Hi… I’ve been posting about this here: https://goo.gl/h8XGEi
But, I figured since I’ve finally narrowed it down, perhaps if I posted it here, maybe someone at NVIDIA could debug it further than I’ve been able to do.
So, this is my configuration: nvidia-smi -L lists
GPU 0: Quadro M6000 (UUID: GPU-09446504-6a9e-866a-a65d-0f1d55b7657b) GPU 1: Tesla K40c (UUID: GPU-4d14695e-3e43-bf43-a3e3-91190f696d39) GPU 2: Tesla K40c (UUID: GPU-e992022a-724f-8f47-e08f-a954053020e6)
I started using Ubuntu Server 14.04.3, my uname -a shows
Linux gpu 3.19.0-41-generic #46~14.04.2-Ubuntu SMP Tue Dec 8 17:46:10 UTC 2015 x86_64 x86_64 x86_64 GNU/Linux
and I installed CUDA with cuda_7.5.18_linux.run, NVIDIA driver version 352.39 (tho I’ve downloaded later versions and the error persists with later versions) and torch installed from github.
with all that, if I run this script:
#! /usr/local/src/torch/install/bin/th require "cutorch"
it never returns. the kern.log tho shows a kernel fault
BUG: unable to handle kernel NULL pointer dereference at 0000000000000020
I’ve linked the full kernel dump here: http://cablemodem.hex21.com/~binesh/kern.log.

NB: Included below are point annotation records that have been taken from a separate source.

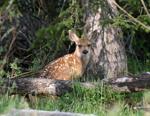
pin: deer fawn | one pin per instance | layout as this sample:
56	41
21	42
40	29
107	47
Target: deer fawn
71	65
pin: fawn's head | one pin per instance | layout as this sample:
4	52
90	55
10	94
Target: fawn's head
83	46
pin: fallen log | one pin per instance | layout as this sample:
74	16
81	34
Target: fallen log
129	84
44	86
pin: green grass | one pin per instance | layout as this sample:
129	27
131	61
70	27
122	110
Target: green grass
101	101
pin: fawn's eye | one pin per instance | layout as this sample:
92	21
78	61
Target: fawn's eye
79	46
89	45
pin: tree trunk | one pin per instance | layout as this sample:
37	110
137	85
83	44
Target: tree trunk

So, my first step was to rule out hardware issues, so I ripped out each card one by one, and the bug only happens if I have all three cards in. So, M6000 alone, or M6000 with either one of the Tesla’s doesn’t cause a kernel fault, Only all three will cause the kernel fault. So, then, I decided to reinstall Ubuntu Server 14.04.3, and noticed that then, torch runs that script (that isn’t doing anything real, it’s simply requiring “cutorch”) without any issue.
But, if I then run apt-get update; apt-get dist-upgrade, and bring the linux kernel back up to 3.19.0-41, then I get the kernel faults again.
So, that narrowed it down from 3.19.0-25 which is fine, to 3.19.0-41 which kernel faults.
A binary search between 25 and 41, showed finally, that linux 3.19.0-33 works, whereas the next available version: 3.19.0-37 fails again.
Unfortunately, I don’t know enough to be able to debug further, but I’m really hoping someone from NVIDIA would be able to verify my problem or dig into it more. I’d really like to be able to upgrade my ubuntu to the latest version. (Although, at least now that I have this, I can upgrade, and then downgrade only the linux kernel…)
So… That’s about it… Actually… Has anyone else seen this issue? Or is my configuration so unique that it’s a problem only for me? In any case. I’m posting it here so someone might be able to dig further. Thanks!